During September I was also having some sciatica trouble, had a pulled gluteus medius, and just general tightness in my hips/back. I did what I could and continued strengthening and running, but it was slow going. On October 15, I ran 10 miles and actually felt pretty great. Unfortunately the good feelings didn't last as within a couple hours, I had debilitating sciatica. I hoped some rest that day and night would help it ease up, but I woke up Monday in even more pain. It just wasn't normal and my movement was severely limited. I was scheduled to fly with Greg to Seattle the next day, and found an Airrosti provider a few minutes' walk from our apartment there, so I booked him. There was just no way I was getting to the bottom of my pain without some professional help.

Unfortunately, the news wasn't great. I have a severely inflamed gluteus medius and piriformis, and very tight psoas muscles. What I was doing was actually making it worse, not better, and I had to immediately stop running (which I had already done) and only do the physical therapy and stretching prescribed by the doctor. The inflammation needed to come down in order for me to be able to start running again.

With less than 4 months from my marathon and not nearly enough base miles in the bank, I had to downgrade my race to the half marathon. I refuse to half-ass marathon training. I will never disrespect the distance by not putting in sufficient work leading up to the race, and with my ability to run still questionable, I would not be able to properly train. 

A big fat positive in all this - Greg is signed up for the half and is going to run it with me. I told him he could race on his own, but because he's pretty much the best husband ever, he would rather enjoy the race with me.

SWOON




I saw my regular Airrosti provider here in Texas yesterday and he found the same issues that the other doctor did, and I have added work to do to get me back in shape. It's not going to be easy, but I have to follow doctor's orders. 
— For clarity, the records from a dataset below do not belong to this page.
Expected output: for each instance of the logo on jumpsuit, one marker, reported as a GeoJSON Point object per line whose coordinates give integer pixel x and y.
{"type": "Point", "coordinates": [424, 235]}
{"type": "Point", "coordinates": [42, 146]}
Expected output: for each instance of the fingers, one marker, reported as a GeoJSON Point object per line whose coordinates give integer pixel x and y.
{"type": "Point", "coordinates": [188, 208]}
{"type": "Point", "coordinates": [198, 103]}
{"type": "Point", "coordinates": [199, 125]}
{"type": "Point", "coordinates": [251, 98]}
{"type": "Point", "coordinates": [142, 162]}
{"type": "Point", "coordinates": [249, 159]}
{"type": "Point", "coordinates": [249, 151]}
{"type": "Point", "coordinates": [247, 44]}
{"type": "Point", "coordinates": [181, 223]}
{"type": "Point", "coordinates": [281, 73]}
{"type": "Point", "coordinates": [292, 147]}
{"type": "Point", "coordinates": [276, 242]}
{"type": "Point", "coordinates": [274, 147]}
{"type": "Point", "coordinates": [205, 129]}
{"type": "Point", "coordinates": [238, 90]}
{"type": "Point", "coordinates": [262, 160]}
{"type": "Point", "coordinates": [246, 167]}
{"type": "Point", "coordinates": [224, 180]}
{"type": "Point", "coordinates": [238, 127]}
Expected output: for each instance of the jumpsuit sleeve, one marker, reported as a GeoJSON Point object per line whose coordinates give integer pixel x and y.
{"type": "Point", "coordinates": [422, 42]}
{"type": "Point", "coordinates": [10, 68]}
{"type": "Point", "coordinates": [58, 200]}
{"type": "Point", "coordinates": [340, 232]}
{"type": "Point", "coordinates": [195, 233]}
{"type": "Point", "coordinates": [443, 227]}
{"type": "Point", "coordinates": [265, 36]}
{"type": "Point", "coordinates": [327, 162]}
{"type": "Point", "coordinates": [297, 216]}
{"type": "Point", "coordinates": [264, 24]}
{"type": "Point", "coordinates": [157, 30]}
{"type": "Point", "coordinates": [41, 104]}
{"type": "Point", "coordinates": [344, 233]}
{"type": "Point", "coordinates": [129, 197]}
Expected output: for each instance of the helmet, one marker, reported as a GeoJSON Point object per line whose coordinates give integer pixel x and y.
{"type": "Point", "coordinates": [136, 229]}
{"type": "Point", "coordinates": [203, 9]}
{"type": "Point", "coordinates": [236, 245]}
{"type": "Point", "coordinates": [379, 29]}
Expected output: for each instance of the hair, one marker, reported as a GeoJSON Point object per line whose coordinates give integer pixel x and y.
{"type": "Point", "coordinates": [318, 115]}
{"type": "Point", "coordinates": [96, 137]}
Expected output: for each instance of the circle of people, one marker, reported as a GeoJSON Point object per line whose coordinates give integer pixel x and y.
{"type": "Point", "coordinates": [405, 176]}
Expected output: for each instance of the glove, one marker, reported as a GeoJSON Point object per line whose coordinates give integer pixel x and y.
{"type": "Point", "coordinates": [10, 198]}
I'm really REALLY hoping I can resume running next week. Slowly and carefully of course. 

I have another marathon on my radar for June of next year, The Light at the End of the Tunnel marathon in Snoqualmie. Should be plenty of time to be a good patient, get my body into better shape, and complete a respectable training cycle. 

So what's happening that's positive?

The Best Husband Ever has booked us our 25th anniversary trip for next year. 

25 years!!

The gratitude I feel at that kind of milestone is immense. We could just be hanging out at home in our pajamas to celebrate and I would love and appreciate every second of it, but instead we will be on an Alaskan cruise, embarking just down the road from our apartment in Seattle. I am not a cruise girl and have only been on one over 20 years ago, but I have always thought an Alaskan cruise would be so fun and interesting. I'm really excited!

Did I mention 25 years??

Another really meaningful thing we've started is leading a marriage class (ReEngage) at our church and we are working on being commissioned as leaders. Giving back and building community as church leaders is something I'm pretty passionate about and it feels good to have a new purpose. My faith is my Number One, and if I can reach others and help them improve their marriages, well then that's pretty freaking awesome, isn't it?

I was also able to fly to Michigan to see a few of my incredible friends this month. Just what my heart needed. 

Being down on my luck physically....and missing Greg a lot since he's in Seattle so much and I don't always get to go with him....is tough to deal with. I have good days and bad days, but I'm trying to practice gratitude and pray for contentment in all circumstances (thank you Philippians 4:11).